Sixty years later, Hansberry is having a moment, with three recent biographies and a prominent New York revival of Raisin in the Sun. The Sign is back in the zeitgeist, too. Just as Seattle’s revival premieres this week, a big-ticket version featuring movie and TV stars Rachel Brosnahan and Oscar Isaac debuts in New York City at the Brooklyn Academy of Music (through March 24).

So why now? “We’re in a moment where political radicalism seems less out-there than it did even a decade ago,” Purcell says while sitting in the mirrored rehearsal room where he and the team have spent the past few months. “There's a much louder chorus saying ‘Things are not working, we need to consider radical solutions. We need to consider tearing certain things down completely.’ In a moment like that, we look to radical writers.” 

Hansberry was a radical author, not just as a playwright but also as a political writer for the left-leaning Pan-Africanist newspaper Freedom. She was staunchly socialist, feminist, anti-capitalist and anti-imperialist. The question of how to be a true revolutionary and whether to give up comfort for the struggle was at the front of her mind around the time she wrote The Sign, particularly as tensions between white liberals and Black activists in the civil rights movement mounted and opinions on civil disobedience diverged. 

As Hansberry put it in a 1964 speech at a town-hall forum about tensions between Black and white activists in the civil rights movement: “We have to find some way with these dialogues to show and to encourage the white liberal to stop being a liberal and become an American radical.”

Anthony Holiday as Max, left, and Max Rosenak as Sidney Brustein in Lorraine Hansberry’s “The Sign in Sidney Brustein’s Window.” (Amanda Snyder/Crosscut)

In a departure from A Raisin in the Sun, most characters in The Sign are white. But this production adds a notable twist: A Black actor is playing a character often cast as white, Wally O’Hara, the reform politician who ends up being corrupt. 

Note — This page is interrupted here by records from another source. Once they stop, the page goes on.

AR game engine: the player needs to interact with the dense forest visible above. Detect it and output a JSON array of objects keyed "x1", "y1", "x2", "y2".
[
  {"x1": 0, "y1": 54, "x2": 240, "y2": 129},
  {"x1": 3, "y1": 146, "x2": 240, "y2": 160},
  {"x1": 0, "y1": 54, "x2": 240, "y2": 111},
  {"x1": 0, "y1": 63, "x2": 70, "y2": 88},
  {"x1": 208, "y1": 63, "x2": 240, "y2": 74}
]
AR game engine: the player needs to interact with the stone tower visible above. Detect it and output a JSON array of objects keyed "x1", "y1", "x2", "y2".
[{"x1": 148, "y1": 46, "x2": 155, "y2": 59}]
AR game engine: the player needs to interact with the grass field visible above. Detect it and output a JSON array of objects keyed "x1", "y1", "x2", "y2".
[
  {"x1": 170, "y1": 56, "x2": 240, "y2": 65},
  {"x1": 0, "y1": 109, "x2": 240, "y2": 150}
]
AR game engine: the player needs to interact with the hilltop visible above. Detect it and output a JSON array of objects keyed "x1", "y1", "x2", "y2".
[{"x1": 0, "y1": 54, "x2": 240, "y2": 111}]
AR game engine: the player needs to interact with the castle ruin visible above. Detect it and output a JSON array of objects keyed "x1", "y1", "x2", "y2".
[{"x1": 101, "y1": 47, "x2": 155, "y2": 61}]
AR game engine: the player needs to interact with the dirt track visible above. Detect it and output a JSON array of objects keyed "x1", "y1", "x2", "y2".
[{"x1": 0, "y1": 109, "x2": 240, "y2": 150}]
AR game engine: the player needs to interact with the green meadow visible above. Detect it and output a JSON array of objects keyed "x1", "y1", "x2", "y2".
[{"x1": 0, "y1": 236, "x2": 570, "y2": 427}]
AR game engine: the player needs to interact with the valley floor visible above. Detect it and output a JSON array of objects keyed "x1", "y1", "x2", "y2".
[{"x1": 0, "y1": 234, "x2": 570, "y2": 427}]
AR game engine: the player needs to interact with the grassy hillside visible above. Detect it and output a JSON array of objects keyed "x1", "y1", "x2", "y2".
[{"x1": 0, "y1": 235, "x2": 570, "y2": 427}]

The role is played by Anthony Holiday, an ebullient New York-based actor who’s only in his late twenties but who admits, with a chuckle, he always gets “aged up.” Today he’s dressed as the 40-something O’Hara, wearing a gray sweater with the collar of a pink shirt peeking out, and a black blazer on top. Holiday also plays the role of Max, the political radical, who sports a Kente-clothed pick in his hair and a bejeweled necklace of the continent of Africa. 

Holiday says he took inspiration from Cornel West and Barack Obama for the role of O’Hara, and looked to Kanye West and Dr. Umar Johnson to shape Max. 

It’s just one example of how this play resonates today, Holiday says. “I don't know that we even need to explain to the audience that this play was originally written in the 1960s,” he says. “Just watching, they'll be like: ‘Oh, what time are we in, is this now?’” 

Like Brustein and most of the characters in this play, O’Hara is flawed — perhaps representing electoral politics and its limits. He turns out to be corrupt, in the pocket of the “mother party” he opposed. But The Sign is less a pointed finger than a humanist sketch of the slow, sputtering and sometimes imperceptible death of idealism. All the characters — Black and white, male, female — are flawed. There are no easy answers, and the faultlines seem to lie within rather than between people. 

“This is an amazing play about: What does it take to be honest with yourself?” Purcell says. “What does it take to really see other people in all their complexity? What does it take to love people who are different from you without pretending they're not different? Great plays are timeless in that way.”